The besiegers blocked the city's water supply and breached the walls before the final storming on 2 October led to the taking of the city of Kazan, and the razing of its fortifications.

The conquest of Kazan had as its primary effect the assertion of Moscow's control over the Middle Volga. The Bashkirs accepted Ivan IV's authority two years later. The tsar celebrated his victory over Kazan by building several churches with oriental features, most famously Saint Basil's Cathedral on Red Square in Moscow. The siege of Kazan forms the subject of the longest poem in the Russian language, Mikhail Kheraskov's epic Rossiada (1771–1779).
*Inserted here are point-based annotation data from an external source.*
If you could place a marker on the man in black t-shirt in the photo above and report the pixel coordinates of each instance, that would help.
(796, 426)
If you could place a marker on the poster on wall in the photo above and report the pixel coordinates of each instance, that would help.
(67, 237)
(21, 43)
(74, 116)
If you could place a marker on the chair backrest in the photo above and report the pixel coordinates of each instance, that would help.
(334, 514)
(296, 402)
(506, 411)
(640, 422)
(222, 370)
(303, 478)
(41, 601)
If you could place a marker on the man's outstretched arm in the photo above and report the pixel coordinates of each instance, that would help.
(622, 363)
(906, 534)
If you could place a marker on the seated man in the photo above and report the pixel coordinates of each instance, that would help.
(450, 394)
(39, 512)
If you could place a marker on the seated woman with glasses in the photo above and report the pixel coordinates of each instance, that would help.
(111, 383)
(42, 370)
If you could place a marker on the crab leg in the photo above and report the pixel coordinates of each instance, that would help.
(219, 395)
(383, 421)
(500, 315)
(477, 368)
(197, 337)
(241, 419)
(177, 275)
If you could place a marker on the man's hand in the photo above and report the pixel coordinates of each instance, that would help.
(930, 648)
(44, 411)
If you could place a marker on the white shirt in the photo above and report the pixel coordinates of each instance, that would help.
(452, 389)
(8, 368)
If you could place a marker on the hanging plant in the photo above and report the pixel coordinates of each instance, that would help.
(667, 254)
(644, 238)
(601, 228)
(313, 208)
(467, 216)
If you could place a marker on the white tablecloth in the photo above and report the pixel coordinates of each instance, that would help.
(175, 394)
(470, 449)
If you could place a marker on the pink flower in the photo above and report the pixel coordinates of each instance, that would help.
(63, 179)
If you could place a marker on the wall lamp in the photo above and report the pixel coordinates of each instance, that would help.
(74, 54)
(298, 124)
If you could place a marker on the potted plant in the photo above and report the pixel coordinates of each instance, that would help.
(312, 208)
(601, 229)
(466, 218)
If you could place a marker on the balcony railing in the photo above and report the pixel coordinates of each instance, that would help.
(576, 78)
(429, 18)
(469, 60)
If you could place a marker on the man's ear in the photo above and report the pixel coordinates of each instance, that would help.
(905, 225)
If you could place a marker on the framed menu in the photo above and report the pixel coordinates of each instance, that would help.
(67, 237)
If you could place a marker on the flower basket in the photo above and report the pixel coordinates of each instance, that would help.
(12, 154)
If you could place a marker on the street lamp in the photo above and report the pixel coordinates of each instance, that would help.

After the fall of Kazan, a guerrilla uprising known as the Kazan rebellion or Kazan War (1552–1556) started in the region, lasting several years until its final suppression in 1556. The Tsar responded with a policy of Christianization and Russification of his Tatar subjects and other indigenous peoples, an approach not reversed until the time of Catherine the Great (reigned 1762–1796).